C’est au cœur de cet îlot de verdure que s’étend la propriété des Molinias, qui fut par la suite transformée en un vaste centre de séminaires baptisé Green Center.
Outre ses activités agricoles et sa fabrique de sucre de betteraves qui en découlait, ainsi que ses moulins à eau et à battre le chanvre, Blanmont, dont le sol se compose de quartz, pierres gris verdâtre et gris bleuâtre, posséda aussi au fil de son histoire différentes carrières exploitant le quartzite de son sous-sol (qui servait à la fabrication de pavés de taille et de pierres de construction). Ces carrières accédèrent même au stade industriel.
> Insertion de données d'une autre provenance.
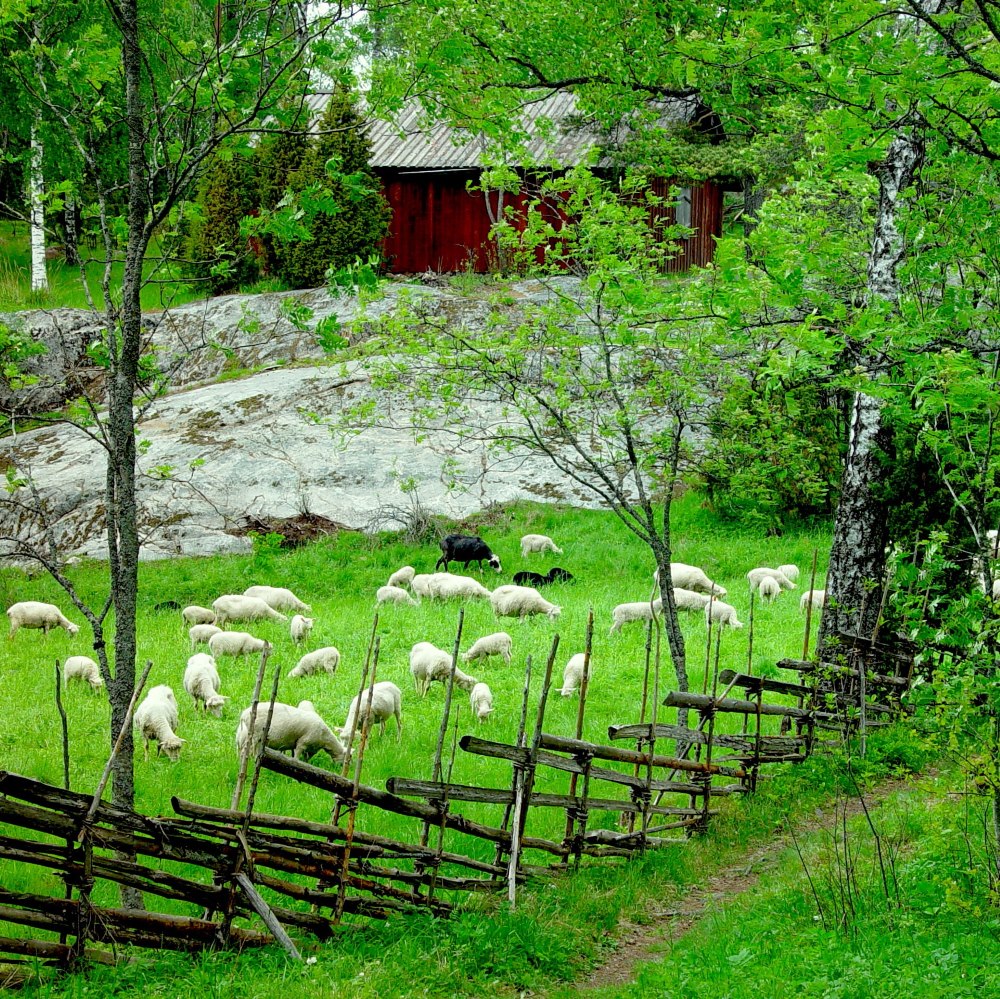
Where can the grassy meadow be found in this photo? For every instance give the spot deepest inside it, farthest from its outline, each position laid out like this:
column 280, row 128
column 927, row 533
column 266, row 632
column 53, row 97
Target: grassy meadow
column 562, row 922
Ces activités ne s’éteignirent qu’au début du XXè siècle. Les pierres extraites des carrières étaient placées dans de petits wagonnets tirés par des chevaux puis acheminées vers la gare de Blanmont en passant par la propriété voisine. Là, d'un quai surélevé, on basculait leur contenu dans les wagons de chemin de fer.
Le nom même de ce village de Blanmont rappellerait que les poussières provoquées par cette industrie, emportées par le vent, retombaient sur le village, le recouvrant d'une coiffe gris-blanc.
Les exploitants des «Molignats» avaient résolu bien des difficultés techniques. Mais faute d'outillage moderne, ils ne purent pas empêcher les nappes d'eau d'envahir la carrière, aujourd’hui désaffectée, pour la transformer en un étang romantique. La propriété fut rachetée et transformée en 1929 par la CGER (Caisse générale d'épargne et de retraite). L'on y accueillit d'abord, dans un préventorium, des gazés de la première guerre mondiale, puis après celle de 40-45, des invalides de guerre. Actuellement, d'autres travailleurs viennent se ressourcer dans ce centre de loisirs et de séminaires, construit près de l'étang entouré de falaises blanches qui rappellent encore l'existence des anciennes carrières.
A partir de la rue du Nil, en suivant la rue aux Fraises (chemin boisé de 174 mètres de long), vous y trouverez la carrière... Continuez alors votre balade (et votre recherche) en contournant la carrière par les champs à la sortie du bois.